Based on its review of the evidence, the USPSTF recommended primary care clinicians screen adults 18 and older, including pregnant women, for unhealthy alcohol use. If patients are found to be engaged in risky or hazardous drinking, clinicians should provide them with brief behavioral counseling interventions to reduce unhealthy alcohol use. This is a "B" recommendation.
"In this final recommendation, the task force is calling on clinicians to screen all adults and provide counseling to those who drink beyond recommended limits," said USPSTF member Carol Mangione, M.D., M.S.P.H., in a news release. "We found that screening and brief counseling in primary care can help reduce unhealthy alcohol use. Addressing this issue among pregnant women is especially important since alcohol use in pregnancy can lead to birth defects and developmental problems."
Task force members said current evidence is insufficient to assess the balance of benefits and harms of screening and providing behavioral counseling interventions in primary care settings for patients ages 12-17 -- an "I" statement.
"We continue to call for more research and encourage primary care clinicians to use their judgment when deciding whether to screen adolescents," said USPSTF Chair Sue Curry, Ph.D., in the release.
The task force defined unhealthy alcohol use as drinking beyond limits recommended by the National Institute on Alcohol Abuse and Alcoholism (NIAAA):
Screening entails physicians asking patients a series of questions about how often they drink and other drinking patterns. If patients are found to engage in risky or hazardous drinking, physicians should provide brief behavioral counseling interventions to reduce unhealthy alcohol use, said the task force. These brief interventions typically include discussing how the patients' drinking compares to recommended limits and ways to reduce drinking.
Patients who appear to have a more severe alcohol use disorder (AUD) may be referred for more extensive treatment.
This final recommendation statement is consistent with the USPSTF's June draft recommendation and its 2013 final recommendation, which the AAFP supported at the time.
In its 2013 recommendation, the task force used the term "alcohol misuse" to define a wide range of drinking behaviors (e.g., risky or hazardous alcohol use, harmful alcohol use, and alcohol abuse or dependence). However, in the current final recommendation, the USPSTF uses the American Society of Addiction Medicine's term "unhealthy use," which is defined as any use of alcohol that increases the risk of health consequences or has already led to health consequences, including an AUD diagnosis.

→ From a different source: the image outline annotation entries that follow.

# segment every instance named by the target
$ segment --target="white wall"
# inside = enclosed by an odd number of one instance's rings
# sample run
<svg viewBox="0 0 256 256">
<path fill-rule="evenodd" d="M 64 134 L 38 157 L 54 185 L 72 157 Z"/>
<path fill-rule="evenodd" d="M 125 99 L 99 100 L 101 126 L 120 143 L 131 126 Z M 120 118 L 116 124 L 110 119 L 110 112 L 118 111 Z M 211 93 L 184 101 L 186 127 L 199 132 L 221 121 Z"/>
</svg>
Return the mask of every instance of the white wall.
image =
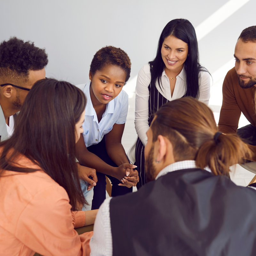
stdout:
<svg viewBox="0 0 256 256">
<path fill-rule="evenodd" d="M 2 0 L 0 41 L 15 36 L 45 47 L 47 76 L 74 84 L 88 81 L 98 50 L 106 45 L 120 47 L 131 59 L 132 78 L 154 57 L 168 21 L 185 18 L 196 28 L 228 2 Z M 201 62 L 212 74 L 232 58 L 243 29 L 256 25 L 255 10 L 256 1 L 249 1 L 200 40 Z"/>
</svg>

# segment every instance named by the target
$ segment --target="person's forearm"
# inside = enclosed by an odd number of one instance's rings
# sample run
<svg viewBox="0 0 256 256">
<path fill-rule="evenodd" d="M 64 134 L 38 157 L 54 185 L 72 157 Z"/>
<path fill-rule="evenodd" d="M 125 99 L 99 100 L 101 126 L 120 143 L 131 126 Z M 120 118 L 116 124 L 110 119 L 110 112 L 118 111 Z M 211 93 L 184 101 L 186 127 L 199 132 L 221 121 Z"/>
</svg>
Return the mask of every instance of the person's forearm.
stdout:
<svg viewBox="0 0 256 256">
<path fill-rule="evenodd" d="M 80 152 L 76 158 L 79 164 L 87 167 L 93 168 L 96 172 L 115 177 L 116 168 L 106 164 L 96 155 L 87 151 Z"/>
<path fill-rule="evenodd" d="M 106 145 L 106 149 L 108 156 L 117 166 L 129 163 L 124 149 L 121 142 L 109 143 Z"/>
<path fill-rule="evenodd" d="M 91 210 L 85 211 L 85 223 L 84 223 L 85 226 L 94 224 L 96 215 L 98 212 L 98 209 L 97 209 L 96 210 Z"/>
</svg>

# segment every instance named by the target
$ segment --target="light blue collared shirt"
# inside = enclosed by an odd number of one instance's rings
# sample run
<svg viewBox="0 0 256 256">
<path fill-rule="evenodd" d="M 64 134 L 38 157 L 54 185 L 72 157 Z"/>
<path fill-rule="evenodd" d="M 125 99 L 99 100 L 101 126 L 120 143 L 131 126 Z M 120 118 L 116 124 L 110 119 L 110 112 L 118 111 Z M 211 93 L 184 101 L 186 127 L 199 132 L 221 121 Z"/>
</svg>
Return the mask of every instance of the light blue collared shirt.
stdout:
<svg viewBox="0 0 256 256">
<path fill-rule="evenodd" d="M 112 130 L 115 124 L 124 124 L 126 122 L 129 107 L 128 95 L 122 90 L 117 96 L 107 104 L 106 109 L 99 123 L 91 99 L 90 84 L 88 82 L 76 85 L 84 92 L 87 100 L 84 122 L 82 125 L 84 132 L 82 133 L 86 147 L 101 141 L 103 136 Z"/>
</svg>

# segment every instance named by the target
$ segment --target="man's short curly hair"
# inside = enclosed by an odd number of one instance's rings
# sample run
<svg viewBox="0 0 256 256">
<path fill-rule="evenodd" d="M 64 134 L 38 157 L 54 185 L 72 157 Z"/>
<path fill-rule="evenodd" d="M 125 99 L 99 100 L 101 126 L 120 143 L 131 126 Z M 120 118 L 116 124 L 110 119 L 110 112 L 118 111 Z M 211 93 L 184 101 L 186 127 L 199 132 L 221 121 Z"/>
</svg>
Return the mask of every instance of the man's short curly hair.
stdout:
<svg viewBox="0 0 256 256">
<path fill-rule="evenodd" d="M 45 49 L 15 37 L 0 44 L 0 76 L 26 78 L 30 70 L 43 69 L 48 63 Z"/>
<path fill-rule="evenodd" d="M 113 46 L 106 46 L 95 54 L 90 66 L 90 71 L 93 75 L 97 70 L 100 70 L 106 64 L 120 67 L 126 73 L 125 82 L 130 77 L 131 60 L 124 51 Z"/>
<path fill-rule="evenodd" d="M 248 42 L 256 43 L 256 26 L 252 26 L 244 28 L 238 38 L 244 43 Z"/>
</svg>

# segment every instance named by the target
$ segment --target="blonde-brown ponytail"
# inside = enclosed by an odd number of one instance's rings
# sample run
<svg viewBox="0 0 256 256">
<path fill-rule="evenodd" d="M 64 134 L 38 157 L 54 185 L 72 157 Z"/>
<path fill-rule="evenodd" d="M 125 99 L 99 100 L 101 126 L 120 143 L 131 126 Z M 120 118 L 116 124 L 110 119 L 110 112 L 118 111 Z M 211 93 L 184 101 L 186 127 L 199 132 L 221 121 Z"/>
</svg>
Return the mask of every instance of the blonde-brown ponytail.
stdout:
<svg viewBox="0 0 256 256">
<path fill-rule="evenodd" d="M 219 132 L 212 110 L 193 98 L 170 101 L 156 116 L 151 126 L 153 140 L 159 134 L 168 138 L 176 162 L 194 160 L 199 168 L 208 166 L 215 175 L 226 174 L 229 166 L 243 162 L 246 153 L 250 154 L 237 135 Z"/>
</svg>

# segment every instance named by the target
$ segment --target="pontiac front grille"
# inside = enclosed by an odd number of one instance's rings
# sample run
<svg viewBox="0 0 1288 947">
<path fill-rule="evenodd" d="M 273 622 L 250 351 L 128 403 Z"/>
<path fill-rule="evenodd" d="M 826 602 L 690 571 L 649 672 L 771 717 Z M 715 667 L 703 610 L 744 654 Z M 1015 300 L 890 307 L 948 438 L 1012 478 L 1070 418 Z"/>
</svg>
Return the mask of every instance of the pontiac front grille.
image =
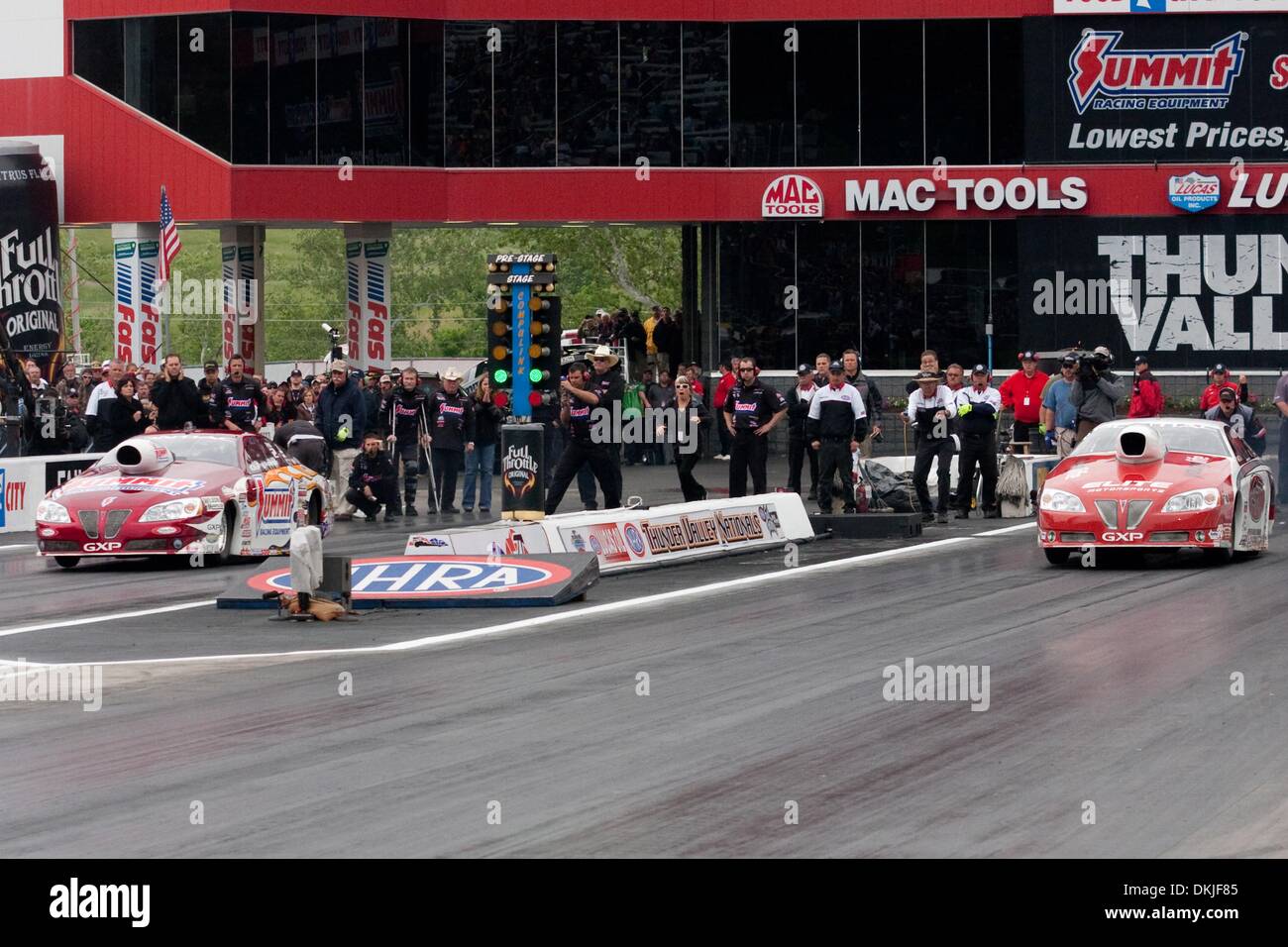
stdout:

The USPSTF commissioned a systematic evidence review to update its 2013 recommendation on this type of screening. The review examined the effectiveness of screening to reduce unhealthy alcohol use, morbidity, mortality or risky behaviors, and to improve health, social or legal outcomes.
The task force also assessed the accuracy of various screening approaches, the effectiveness of counseling interventions to reduce unhealthy alcohol use and improve patient outcomes, and the harms of screening and behavioral counseling interventions.
As for screening tools, the USPSTF determined that one- to three-item screening instruments are the most accurate to assess unhealthy alcohol use in adults. Such instruments include the abbreviated Alcohol Use Disorders Identification Test-Consumption and the NIAAA-recommended Single Alcohol Screening Question. The task force discounted use of the well-known CAGE (Cut down, Annoyed, Guilty, Eye-opener) tool because it detects only alcohol dependence and not the full spectrum of unhealthy alcohol use.
Screening tools are available for specific populations, including for pregnant women, the task force noted, and any positive screen should be followed up with more in-depth assessment to confirm unhealthy alcohol use and determine next steps.
The USPSTF also found that behavioral counseling interventions for unhealthy alcohol use varied in their specific components, administration, length and number of interactions. Nearly all interventions included four or fewer sessions, with a median of one session. Most interventions consisted of two hours of contact time or less, with a median time of contact of 30 minutes.
The draft version of this recommendation statement was posted for public comment on the USPSTF's website from June 5 to July 2.
Some commenters said they were concerned about the lack of discussion of specific populations.
In response, the USPSTF added language about the harms of alcohol consumption in adolescents to the Clinical Considerations(www.uspreventiveservicestaskforce.org) section and the harms of alcohol use during pregnancy to the Discussion(www.uspreventiveservicestaskforce.org) section.
Other commenters asked for clarification on which screening tools were being discussed, so the task force added a "Useful Resources" subhead in the Clinical Considerations section with references to further explain the tools.
The AAFP's Commission on Health of the Public and Science plans to review the USPSTF's final recommendation statement and evidence review and determine the Academy's stance on the recommendation.